Adam Hair wrote:Laskos wrote:Michel wrote:
Now the question is: do wilo's really work? More precisely is
wilo(engine1,engine3)
a function of
wilo(engine1,engine2) and wilo(engine2,engine3) ???
Well, we don't know whether ELO works. Logistic and Gaussian are good empirical candidates, I don't think it's proven which is better, for computer chess at least. My flimsy results suggest that Gaussian fits better for simple additivity, but nothing for sure.
Let's take the quantity w/(l+w). It's very possible that close to 0.5 the linearity is verified, i.e 52% and then again 52% gives 54%. The tails are very possibly not heavy-tailed. To verify this one has to check that 0.9 and 0.9 gives something of the order 0.99 or larger, and not 0.95. Very plausible, and we are left again with logistic and Gaussian as good candidates for simple additivity of wilos. I could test a bit with some real engines, if I find time.
I have most of the necessary data already from tests I ran last year. I just need to generate more games so that the tails can be inspected.
This morning it occurred to me that by series expansion of scores using a draw model for ELO I can see whether WILOs are well behaving and obey a similar relation of transitivity and additivity. I took Davidson draw model, as it is already fairly verified for computer chess.
The score in the ELO model (Davidson):
Code: Select all
s_elo=(w+C*sqrt[w*l]/2)/(w+l+C*sqrt[w*l])
The score in WILO:
1/ Focus on close to equal result in both: score_elo ~ score_wilo ~ 0.5, w~l. Series expansion of (score_wilo - 0.5)/(score_elo - 0.5) for w around l:
Code: Select all
(score_wilo - 0.5)/(score_elo - 0.5) = (1 + C/2) + C * (w-l)^2/(16*l^2) + O(w-l)^3
Around w=l the linearity and additivity of score_wilo is assured (if it works for score_elo), there is only a factor of proportionality between them of (1 + C/2). Remember, C is from Davidson model. Interesting to note that the second term of expansion vanishes.
2/ Focus on l->0. Series expansion of (1 - score_wilo)/(1 - score_elo) for l around 0:
Code: Select all
(1 - score_wilo)/(1 - score_elo) = 2*sqrt(l/w)/C + l*(2*C^2 - 4)/(C^2*w) + O(l^(3/2))
The score_wilo will be closer to 1 than score_elo for l->0, assuring that tails are not heavy. The exact nature of the factor of proportionality 2*sqrt(l/w)/C is related to the shift in the argument in chosen empirically light-tailed distribution function.

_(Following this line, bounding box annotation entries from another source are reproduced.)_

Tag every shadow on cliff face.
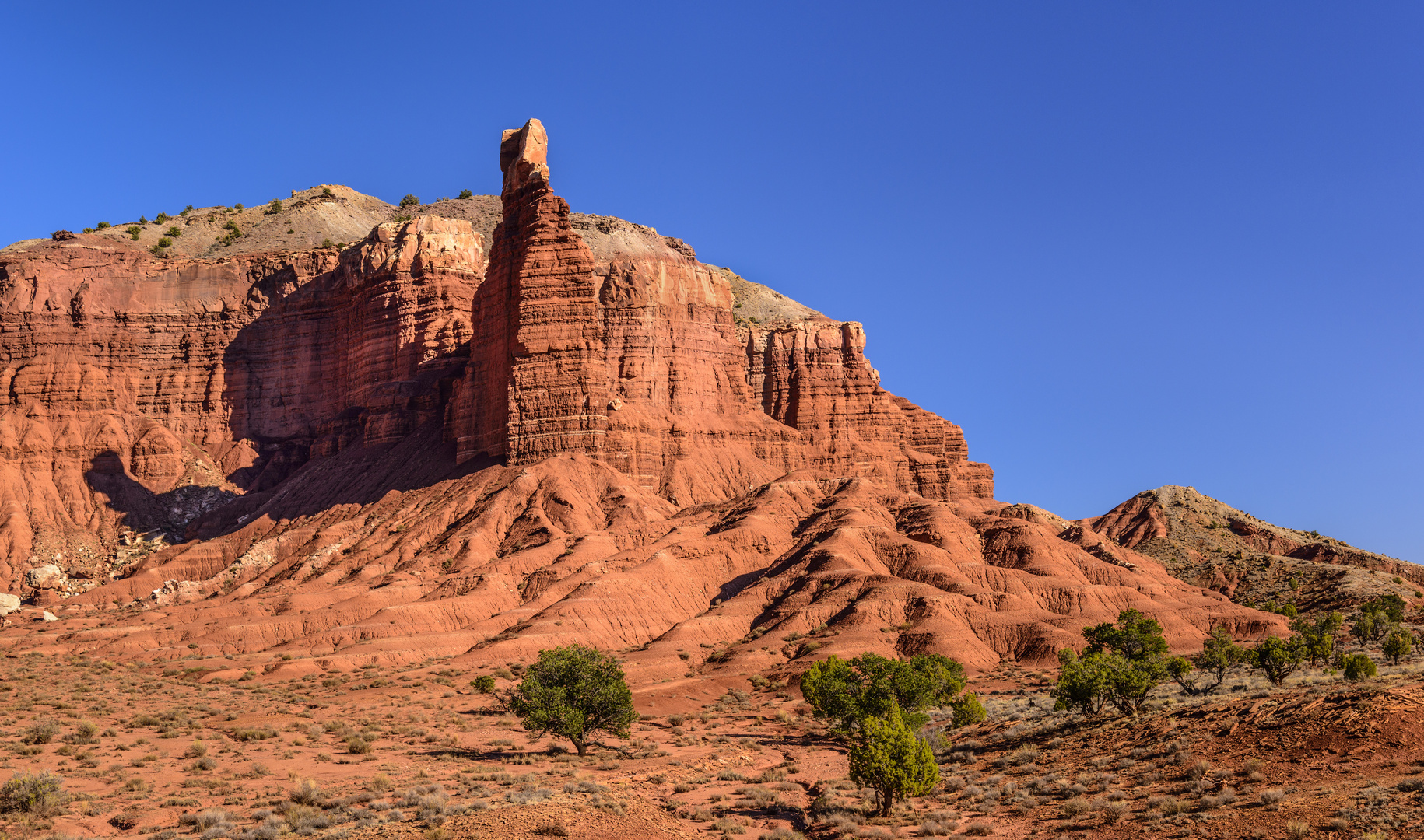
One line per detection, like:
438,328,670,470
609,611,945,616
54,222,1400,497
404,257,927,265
213,252,475,518
189,420,496,540
84,450,238,542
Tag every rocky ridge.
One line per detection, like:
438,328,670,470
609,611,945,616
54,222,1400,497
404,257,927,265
0,121,1304,683
1084,485,1424,611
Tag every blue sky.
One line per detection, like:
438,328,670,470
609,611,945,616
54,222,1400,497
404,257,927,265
0,2,1424,561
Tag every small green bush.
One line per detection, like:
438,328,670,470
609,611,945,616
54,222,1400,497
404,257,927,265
0,772,70,817
1342,653,1378,682
64,720,98,744
20,720,60,744
346,735,373,756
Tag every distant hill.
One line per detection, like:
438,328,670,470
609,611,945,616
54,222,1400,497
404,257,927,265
1084,484,1424,611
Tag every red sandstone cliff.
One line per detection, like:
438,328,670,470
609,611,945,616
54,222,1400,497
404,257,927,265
0,121,1283,679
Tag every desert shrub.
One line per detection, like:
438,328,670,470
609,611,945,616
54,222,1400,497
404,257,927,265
20,720,60,744
282,804,331,835
851,706,940,816
1381,626,1414,665
1250,636,1306,684
192,807,232,831
511,645,638,756
1166,626,1246,695
288,779,326,806
1102,802,1128,824
1062,796,1093,817
1340,653,1378,681
800,653,964,735
0,772,70,817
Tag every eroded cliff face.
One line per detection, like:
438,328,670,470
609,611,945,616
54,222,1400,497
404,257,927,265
448,121,993,504
0,218,482,590
0,121,1283,682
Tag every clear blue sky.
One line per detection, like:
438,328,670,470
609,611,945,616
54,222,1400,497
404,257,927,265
0,0,1424,561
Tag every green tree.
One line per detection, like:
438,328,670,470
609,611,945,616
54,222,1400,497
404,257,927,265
1166,626,1246,695
801,653,964,735
1102,653,1165,715
510,645,638,756
851,708,940,816
1252,636,1304,684
1051,648,1108,718
1082,609,1166,663
1054,609,1168,715
1350,612,1377,645
1290,612,1345,667
1360,592,1408,621
1383,626,1414,665
1340,653,1378,682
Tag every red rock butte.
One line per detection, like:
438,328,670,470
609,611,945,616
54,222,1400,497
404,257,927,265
0,120,1283,691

Having these nice features at hand, I tested a real world engine at some ridiculously fast time controls, just to have many games. I choose Shredder, because it obeys go nodes command very precisely, for desired rating intervals.
a/ Using logistic for both ELO and WILO on pretty linear shorter interval. Doesn't really matter Gaussian or logistic:
Code: Select all
Score of 1300 vs 1000: 520 - 296 - 184 [0.612] 1000
ELO difference: 79
WILO difference: 98
Score of 1600 vs 1300: 497 - 308 - 195 [0.595] 1000
ELO difference: 66
WILO difference: 83
Score of 1600 vs 1000: 602 - 222 - 176 [0.690] 1000
ELO difference: 139
WILO difference: 174
Transitivity is similar on this interval in both ELO and WILO, letting aside statistical errors. To be expected from that factor of proportionality of (1/).
b/ Trickier tails. Now the differences between distributions are important. Using Gaussian and logistic for ELO and WILO:
Code: Select all
Score of 2000 vs 500: 1770 - 92 - 138 [0.919] 2000
Logistic ELO difference: 422
Logistic WILO difference: 514
Gaussian ELO difference: 396
Gaussian WILO difference: 467
Score of 10000 vs 2000: 1810 - 52 - 138 [0.940] 2000
Logistic ELO difference: 476
Logistic WILO difference: 617
Gaussian ELO difference: 440
Gaussian WILO difference: 541
Score of 10000 vs 500: 3969 - 6 - 25 [0.995] 4000
Logistic ELO difference: 933
Logistic WILO difference: 1128
Gaussian ELO difference: 736
Gaussian WILO difference: 839
In this case, logistic seems to fit a bit better both ELO and WILO than Gaussian, the shift of (2/) being a fairly well behaving factor of transformation between WILOs and ELOs for large values too.